1. Le harcèlement acoustique : Briser la
résistance par la répétition
Le but n'est pas de percer les tympans, mais de saturer le cerveau pour
empêcher le sommeil, la réflexion et la communication. Cette technique a
été massivement utilisée lors de deux événements célèbres :
• Le siège du nonce apostolique au Panama (1989) : Pour faire
sortir le dictateur Manuel Noriega réfugié dans l'ambassade du Vatican,
l'armée américaine a installé des haut-parleurs géants. Pendant
plusieurs jours, 24h/24, ils ont diffusé du rock lourd (AC/DC, Guns N'
Roses) et des messages de propagande. Noriega, amateur de musique
classique, a fini par se rendre.
• Le siège de Waco (1993) : Face à la secte des Davidiens, le FBI
a diffusé en continu des bruits de dents qui grincent, des pleurs de
bébés, des chants de Noël, et des aboiements de chiens.

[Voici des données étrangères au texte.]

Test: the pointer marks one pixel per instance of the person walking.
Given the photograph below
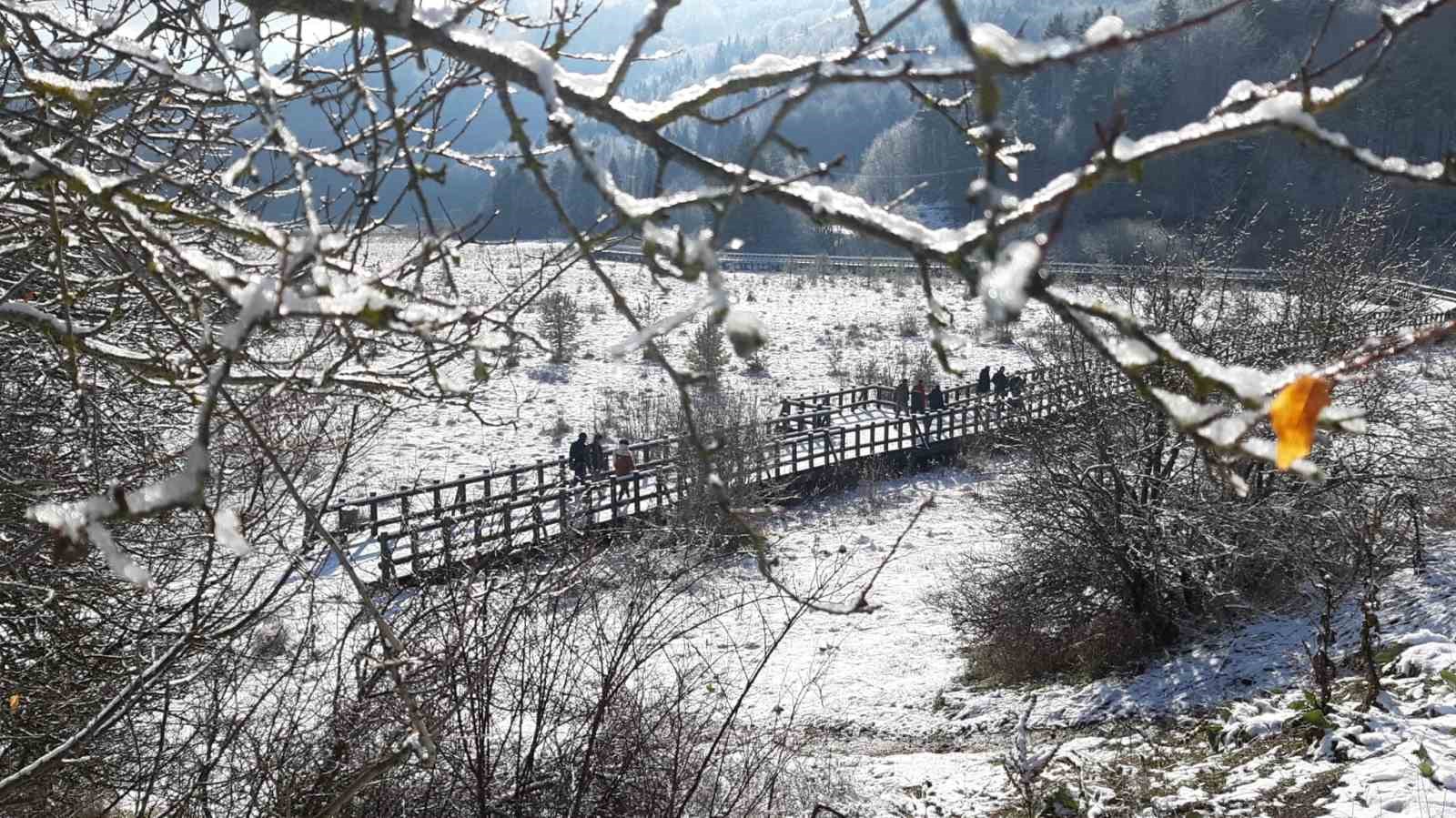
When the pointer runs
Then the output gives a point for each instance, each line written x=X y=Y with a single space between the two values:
x=579 y=458
x=622 y=466
x=597 y=454
x=936 y=402
x=822 y=414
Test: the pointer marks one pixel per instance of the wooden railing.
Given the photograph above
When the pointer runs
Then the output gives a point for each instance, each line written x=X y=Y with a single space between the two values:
x=421 y=529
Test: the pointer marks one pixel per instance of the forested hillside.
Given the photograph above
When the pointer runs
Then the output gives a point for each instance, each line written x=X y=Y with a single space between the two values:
x=892 y=147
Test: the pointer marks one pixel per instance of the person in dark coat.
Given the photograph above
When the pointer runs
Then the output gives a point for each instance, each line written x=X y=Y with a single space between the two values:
x=936 y=399
x=597 y=454
x=622 y=466
x=999 y=380
x=1016 y=385
x=579 y=458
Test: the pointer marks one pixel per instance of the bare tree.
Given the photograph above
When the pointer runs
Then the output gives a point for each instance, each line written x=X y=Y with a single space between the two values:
x=186 y=262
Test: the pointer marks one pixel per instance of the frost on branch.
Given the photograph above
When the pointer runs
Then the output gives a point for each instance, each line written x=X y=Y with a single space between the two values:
x=80 y=521
x=746 y=332
x=1005 y=284
x=229 y=533
x=1104 y=31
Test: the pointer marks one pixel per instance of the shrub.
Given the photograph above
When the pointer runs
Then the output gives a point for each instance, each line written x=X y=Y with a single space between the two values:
x=708 y=349
x=558 y=320
x=909 y=322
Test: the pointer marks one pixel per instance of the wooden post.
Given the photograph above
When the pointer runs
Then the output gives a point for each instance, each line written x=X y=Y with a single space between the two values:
x=386 y=560
x=507 y=523
x=485 y=504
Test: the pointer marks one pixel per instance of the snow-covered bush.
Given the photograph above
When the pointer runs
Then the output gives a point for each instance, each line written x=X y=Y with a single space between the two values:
x=558 y=320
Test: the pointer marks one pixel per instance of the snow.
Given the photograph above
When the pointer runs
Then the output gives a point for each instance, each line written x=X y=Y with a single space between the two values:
x=229 y=533
x=1005 y=286
x=1104 y=31
x=245 y=39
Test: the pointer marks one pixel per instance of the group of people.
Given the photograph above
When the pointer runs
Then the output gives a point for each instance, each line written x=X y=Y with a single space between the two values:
x=999 y=383
x=917 y=399
x=589 y=460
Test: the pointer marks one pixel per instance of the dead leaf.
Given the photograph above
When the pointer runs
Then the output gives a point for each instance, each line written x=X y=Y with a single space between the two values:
x=1293 y=415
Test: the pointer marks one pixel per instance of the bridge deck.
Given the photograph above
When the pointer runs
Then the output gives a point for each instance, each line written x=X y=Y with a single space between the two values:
x=422 y=529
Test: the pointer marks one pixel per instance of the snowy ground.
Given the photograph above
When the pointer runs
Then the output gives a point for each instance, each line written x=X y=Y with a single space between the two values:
x=877 y=698
x=803 y=313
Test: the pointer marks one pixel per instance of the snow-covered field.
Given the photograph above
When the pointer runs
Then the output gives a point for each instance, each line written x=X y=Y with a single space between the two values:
x=878 y=699
x=524 y=403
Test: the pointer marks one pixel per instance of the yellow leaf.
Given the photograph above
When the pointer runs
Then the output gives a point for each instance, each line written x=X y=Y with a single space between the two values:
x=1293 y=415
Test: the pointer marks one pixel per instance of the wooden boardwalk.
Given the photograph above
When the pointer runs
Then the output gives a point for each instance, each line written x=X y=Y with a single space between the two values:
x=420 y=530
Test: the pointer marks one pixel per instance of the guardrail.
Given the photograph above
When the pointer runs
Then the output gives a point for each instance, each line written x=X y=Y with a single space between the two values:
x=421 y=529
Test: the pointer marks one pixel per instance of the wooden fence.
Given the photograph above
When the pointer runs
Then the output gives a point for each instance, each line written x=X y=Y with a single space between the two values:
x=421 y=529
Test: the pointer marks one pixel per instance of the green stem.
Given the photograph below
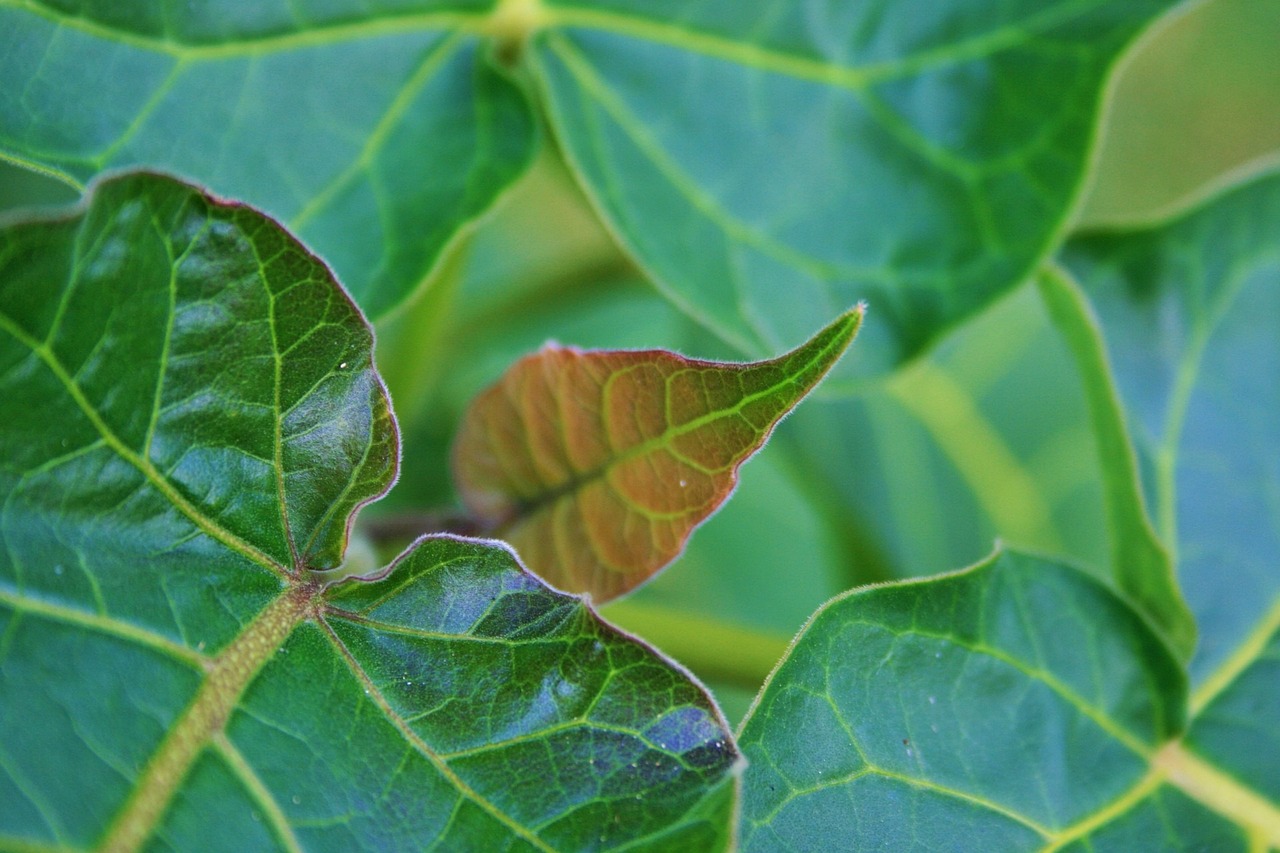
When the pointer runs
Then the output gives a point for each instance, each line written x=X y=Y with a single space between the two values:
x=713 y=649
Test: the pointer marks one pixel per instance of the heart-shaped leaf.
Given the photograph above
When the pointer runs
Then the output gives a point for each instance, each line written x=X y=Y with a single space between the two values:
x=767 y=164
x=1018 y=705
x=333 y=119
x=192 y=418
x=1191 y=310
x=599 y=465
x=804 y=155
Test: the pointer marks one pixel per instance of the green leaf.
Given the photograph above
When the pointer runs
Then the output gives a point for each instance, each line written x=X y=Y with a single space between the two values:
x=805 y=155
x=1191 y=311
x=337 y=121
x=597 y=466
x=1139 y=562
x=1016 y=705
x=193 y=418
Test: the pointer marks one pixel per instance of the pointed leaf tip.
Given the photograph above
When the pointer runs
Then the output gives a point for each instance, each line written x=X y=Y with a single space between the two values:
x=597 y=466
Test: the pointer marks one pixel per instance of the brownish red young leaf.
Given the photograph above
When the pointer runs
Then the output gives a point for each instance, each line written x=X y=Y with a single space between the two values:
x=597 y=466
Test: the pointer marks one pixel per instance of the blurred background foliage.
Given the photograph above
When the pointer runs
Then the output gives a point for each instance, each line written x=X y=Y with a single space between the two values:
x=983 y=439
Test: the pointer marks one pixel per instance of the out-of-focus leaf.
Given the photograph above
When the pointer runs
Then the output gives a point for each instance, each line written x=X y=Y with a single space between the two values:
x=598 y=465
x=1139 y=562
x=984 y=438
x=1191 y=314
x=804 y=155
x=192 y=419
x=1014 y=706
x=373 y=131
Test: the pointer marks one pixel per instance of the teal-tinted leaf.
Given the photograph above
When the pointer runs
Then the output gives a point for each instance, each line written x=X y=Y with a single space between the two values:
x=374 y=133
x=1018 y=705
x=1191 y=310
x=1139 y=562
x=192 y=416
x=1191 y=313
x=804 y=155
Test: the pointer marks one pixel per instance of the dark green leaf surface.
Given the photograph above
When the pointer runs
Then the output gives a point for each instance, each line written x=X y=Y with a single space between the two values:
x=1139 y=562
x=195 y=419
x=336 y=118
x=1018 y=705
x=800 y=156
x=1191 y=310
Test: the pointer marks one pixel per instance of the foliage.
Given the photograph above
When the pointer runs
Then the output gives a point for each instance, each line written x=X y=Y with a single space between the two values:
x=225 y=625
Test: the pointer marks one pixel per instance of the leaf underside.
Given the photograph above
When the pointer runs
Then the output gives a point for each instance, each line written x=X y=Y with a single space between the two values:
x=173 y=673
x=597 y=466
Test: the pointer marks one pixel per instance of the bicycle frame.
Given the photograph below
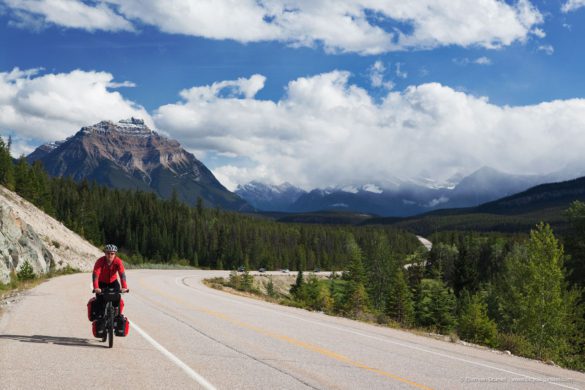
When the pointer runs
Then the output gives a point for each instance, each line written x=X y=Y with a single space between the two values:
x=110 y=312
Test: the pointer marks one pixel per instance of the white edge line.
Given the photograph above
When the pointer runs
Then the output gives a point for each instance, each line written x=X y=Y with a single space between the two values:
x=535 y=379
x=202 y=381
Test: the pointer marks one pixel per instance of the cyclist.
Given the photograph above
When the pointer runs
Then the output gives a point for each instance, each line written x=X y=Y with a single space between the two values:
x=104 y=276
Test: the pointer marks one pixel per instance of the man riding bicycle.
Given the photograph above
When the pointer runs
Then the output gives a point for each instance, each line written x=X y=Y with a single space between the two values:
x=104 y=276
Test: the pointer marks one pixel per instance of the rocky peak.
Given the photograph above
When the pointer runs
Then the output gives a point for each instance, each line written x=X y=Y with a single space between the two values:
x=128 y=154
x=131 y=127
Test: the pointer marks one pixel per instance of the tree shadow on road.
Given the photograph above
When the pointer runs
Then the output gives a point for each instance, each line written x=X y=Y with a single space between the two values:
x=70 y=341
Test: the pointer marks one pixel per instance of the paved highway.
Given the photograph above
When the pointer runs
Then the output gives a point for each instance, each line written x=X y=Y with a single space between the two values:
x=185 y=335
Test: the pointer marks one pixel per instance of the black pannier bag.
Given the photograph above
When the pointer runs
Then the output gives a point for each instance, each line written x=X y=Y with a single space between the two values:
x=91 y=309
x=121 y=326
x=98 y=327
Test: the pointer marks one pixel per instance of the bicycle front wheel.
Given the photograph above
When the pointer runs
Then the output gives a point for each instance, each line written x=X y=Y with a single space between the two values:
x=110 y=337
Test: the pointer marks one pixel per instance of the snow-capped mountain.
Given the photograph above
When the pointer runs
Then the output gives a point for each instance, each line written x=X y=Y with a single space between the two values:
x=419 y=195
x=129 y=155
x=269 y=197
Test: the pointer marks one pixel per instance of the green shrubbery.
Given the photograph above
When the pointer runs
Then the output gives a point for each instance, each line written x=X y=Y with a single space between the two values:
x=26 y=272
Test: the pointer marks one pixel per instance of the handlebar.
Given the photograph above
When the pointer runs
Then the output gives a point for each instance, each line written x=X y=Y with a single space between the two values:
x=110 y=292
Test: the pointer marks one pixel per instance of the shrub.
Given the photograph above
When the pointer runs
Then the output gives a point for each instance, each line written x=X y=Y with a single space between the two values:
x=26 y=272
x=475 y=325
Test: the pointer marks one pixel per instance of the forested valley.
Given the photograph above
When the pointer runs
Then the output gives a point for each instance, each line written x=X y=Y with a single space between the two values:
x=520 y=292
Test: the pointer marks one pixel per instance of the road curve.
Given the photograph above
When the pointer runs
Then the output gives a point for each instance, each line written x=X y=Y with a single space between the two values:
x=185 y=335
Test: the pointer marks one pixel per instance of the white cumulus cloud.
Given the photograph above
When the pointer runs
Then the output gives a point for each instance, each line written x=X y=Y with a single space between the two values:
x=572 y=5
x=327 y=131
x=361 y=26
x=48 y=107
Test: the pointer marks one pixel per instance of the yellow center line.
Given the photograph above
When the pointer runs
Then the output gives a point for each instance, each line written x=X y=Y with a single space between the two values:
x=287 y=339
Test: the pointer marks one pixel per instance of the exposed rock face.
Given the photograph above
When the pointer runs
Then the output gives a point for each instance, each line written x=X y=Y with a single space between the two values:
x=28 y=234
x=129 y=155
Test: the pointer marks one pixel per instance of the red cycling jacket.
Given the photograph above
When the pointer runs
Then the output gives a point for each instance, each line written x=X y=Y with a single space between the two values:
x=102 y=272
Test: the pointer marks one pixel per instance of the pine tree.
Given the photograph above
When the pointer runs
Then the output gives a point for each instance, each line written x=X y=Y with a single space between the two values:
x=532 y=297
x=435 y=306
x=474 y=325
x=6 y=166
x=399 y=305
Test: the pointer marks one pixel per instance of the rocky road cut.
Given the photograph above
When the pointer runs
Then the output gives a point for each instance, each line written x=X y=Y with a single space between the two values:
x=185 y=335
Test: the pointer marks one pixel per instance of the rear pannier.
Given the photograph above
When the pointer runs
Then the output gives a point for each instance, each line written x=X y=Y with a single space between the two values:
x=91 y=309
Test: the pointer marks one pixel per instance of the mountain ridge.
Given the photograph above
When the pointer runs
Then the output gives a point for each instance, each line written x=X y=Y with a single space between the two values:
x=129 y=155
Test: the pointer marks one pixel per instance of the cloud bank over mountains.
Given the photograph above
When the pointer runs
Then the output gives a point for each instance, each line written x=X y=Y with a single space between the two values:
x=339 y=26
x=323 y=131
x=51 y=107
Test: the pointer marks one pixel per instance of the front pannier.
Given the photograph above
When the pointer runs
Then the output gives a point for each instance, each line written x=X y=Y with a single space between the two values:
x=121 y=326
x=98 y=328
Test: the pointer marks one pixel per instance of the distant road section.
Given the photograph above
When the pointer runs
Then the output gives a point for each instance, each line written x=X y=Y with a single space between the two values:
x=191 y=337
x=425 y=242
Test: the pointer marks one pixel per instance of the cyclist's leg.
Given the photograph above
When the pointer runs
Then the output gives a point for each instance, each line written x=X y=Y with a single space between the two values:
x=118 y=304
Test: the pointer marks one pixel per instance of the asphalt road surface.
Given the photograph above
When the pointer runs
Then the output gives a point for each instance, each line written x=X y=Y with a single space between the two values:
x=184 y=335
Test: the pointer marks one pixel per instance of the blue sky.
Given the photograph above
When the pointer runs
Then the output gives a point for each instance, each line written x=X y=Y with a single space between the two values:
x=316 y=93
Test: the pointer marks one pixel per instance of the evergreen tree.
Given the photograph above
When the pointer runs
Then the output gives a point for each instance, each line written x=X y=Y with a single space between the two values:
x=575 y=246
x=6 y=166
x=532 y=297
x=435 y=306
x=474 y=325
x=399 y=305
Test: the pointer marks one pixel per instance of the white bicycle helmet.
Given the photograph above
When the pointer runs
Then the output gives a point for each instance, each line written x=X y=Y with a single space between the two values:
x=111 y=248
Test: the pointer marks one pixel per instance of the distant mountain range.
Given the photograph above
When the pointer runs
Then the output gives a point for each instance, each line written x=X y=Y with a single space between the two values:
x=129 y=155
x=404 y=198
x=270 y=197
x=516 y=213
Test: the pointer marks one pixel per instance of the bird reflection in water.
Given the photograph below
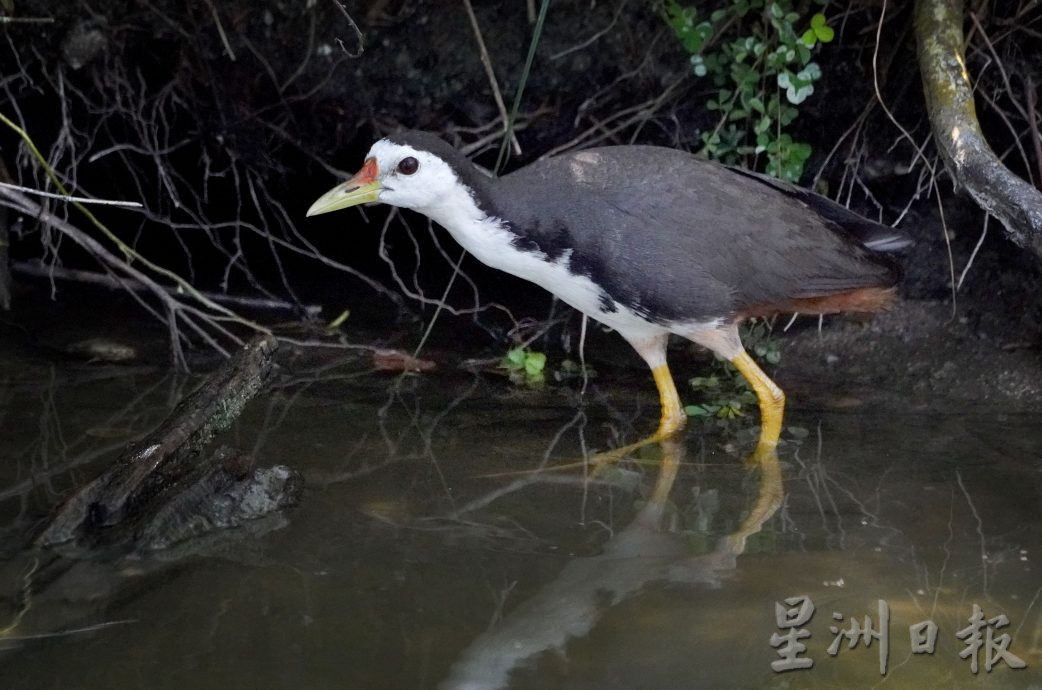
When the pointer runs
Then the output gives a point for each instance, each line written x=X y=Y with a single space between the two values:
x=644 y=552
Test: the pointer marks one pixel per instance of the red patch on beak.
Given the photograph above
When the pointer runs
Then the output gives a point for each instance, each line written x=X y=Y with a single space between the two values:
x=368 y=173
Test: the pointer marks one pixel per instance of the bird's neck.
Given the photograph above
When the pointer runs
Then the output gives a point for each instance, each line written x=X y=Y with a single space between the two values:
x=474 y=225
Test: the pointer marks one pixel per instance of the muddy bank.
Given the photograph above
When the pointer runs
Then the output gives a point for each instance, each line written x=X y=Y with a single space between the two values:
x=916 y=356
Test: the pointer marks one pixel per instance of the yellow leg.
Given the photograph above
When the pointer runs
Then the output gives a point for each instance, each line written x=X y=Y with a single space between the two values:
x=672 y=419
x=771 y=400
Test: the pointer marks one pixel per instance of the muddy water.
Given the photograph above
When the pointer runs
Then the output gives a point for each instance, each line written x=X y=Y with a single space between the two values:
x=447 y=538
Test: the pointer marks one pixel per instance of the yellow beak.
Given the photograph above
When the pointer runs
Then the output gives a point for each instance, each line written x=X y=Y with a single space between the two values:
x=364 y=188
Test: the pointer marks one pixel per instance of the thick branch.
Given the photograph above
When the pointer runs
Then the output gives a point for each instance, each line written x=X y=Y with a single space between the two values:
x=949 y=99
x=170 y=451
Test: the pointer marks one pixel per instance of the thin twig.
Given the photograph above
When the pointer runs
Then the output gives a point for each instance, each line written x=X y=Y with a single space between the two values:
x=220 y=30
x=360 y=37
x=490 y=73
x=64 y=197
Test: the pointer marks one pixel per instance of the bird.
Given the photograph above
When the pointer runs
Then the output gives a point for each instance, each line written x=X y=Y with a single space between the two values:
x=649 y=241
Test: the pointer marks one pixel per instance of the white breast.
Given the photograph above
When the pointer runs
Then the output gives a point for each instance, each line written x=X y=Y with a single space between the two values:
x=488 y=239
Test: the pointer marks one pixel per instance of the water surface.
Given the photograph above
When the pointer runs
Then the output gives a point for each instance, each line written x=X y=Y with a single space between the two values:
x=448 y=538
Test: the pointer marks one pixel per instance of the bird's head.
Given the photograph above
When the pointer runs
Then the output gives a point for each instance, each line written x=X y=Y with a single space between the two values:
x=415 y=170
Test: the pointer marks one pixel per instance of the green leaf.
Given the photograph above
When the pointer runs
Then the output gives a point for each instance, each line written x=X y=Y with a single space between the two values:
x=515 y=359
x=535 y=363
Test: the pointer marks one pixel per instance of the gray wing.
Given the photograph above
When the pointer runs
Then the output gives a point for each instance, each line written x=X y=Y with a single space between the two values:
x=666 y=232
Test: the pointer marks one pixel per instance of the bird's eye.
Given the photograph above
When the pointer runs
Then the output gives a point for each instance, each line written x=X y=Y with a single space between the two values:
x=408 y=166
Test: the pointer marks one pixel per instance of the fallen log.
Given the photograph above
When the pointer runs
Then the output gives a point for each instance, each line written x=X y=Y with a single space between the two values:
x=163 y=475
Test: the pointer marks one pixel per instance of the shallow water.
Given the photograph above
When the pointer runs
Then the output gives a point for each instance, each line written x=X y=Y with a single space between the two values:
x=428 y=551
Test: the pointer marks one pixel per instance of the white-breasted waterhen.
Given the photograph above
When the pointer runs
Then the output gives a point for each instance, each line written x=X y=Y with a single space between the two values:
x=648 y=241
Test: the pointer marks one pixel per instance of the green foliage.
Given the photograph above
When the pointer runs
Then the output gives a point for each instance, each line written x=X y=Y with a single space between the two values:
x=525 y=366
x=759 y=63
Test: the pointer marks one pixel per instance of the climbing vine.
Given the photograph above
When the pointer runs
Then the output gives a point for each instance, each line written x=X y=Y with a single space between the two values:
x=758 y=56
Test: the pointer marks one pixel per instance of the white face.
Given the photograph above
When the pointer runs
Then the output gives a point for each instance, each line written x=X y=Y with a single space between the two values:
x=411 y=178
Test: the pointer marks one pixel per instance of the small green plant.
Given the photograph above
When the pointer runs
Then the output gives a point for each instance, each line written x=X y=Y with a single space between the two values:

Le choix de la musique n'est pas lié aux goûts des soldats, mais au choc
culturel et à l'irritation causée par la répétition en boucle d'un
morceau agressif. À Guantánamo, des prisonniers ont été soumis pendant
des semaines à la musique de Barney le dinosaure ou à du Death Metal à
un volume de 79 décibels (la limite avant les lésions physiques). Le
résultat ? Une désorientation totale et un effondrement psychologique
propice aux interrogatoires.
2. Les infrasons : La peur invisible
Certaines armes acoustiques exploitent les très basses fréquences (en
dessous de 20 Hz), inaudibles pour l'oreille humaine mais ressenties par
le corps.
• La physique : Les infrasons entrent en résonance avec les
organes internes (poumons, estomac, globes oculaires).
• L'effet psychologique : Même sans "entendre" de bruit, la cible
ressent une angoisse inexpliquée, des nausées, des vertiges et une
sensation de panique imminente. C'est l'arme invisible parfaite pour
disperser une foule sans qu'elle comprenne l'origine de son malaise.
Partie 2 : Le projet
MK-Ultra – La quête du candidat mandchou
Si la guerre acoustique cherche à briser le mental de l'extérieur, le
projet MK-Ultra a tenté de le reprogrammer de l'intérieur. Nous sommes
en 1953, en pleine guerre froide. La CIA, terrifiée par l'idée que les
Soviétiques et les Chinois aient développé des techniques de "lavage de
cerveau", lance son propre programme secret de recherche sur le contrôle
mental.
Mené par le redoutable et très secret chimiste Sidney Gottlieb, MK-Ultra
va durer près de vingt ans et englober plus de 140 sous-projets dans des
universités, des hôpitaux et des prisons.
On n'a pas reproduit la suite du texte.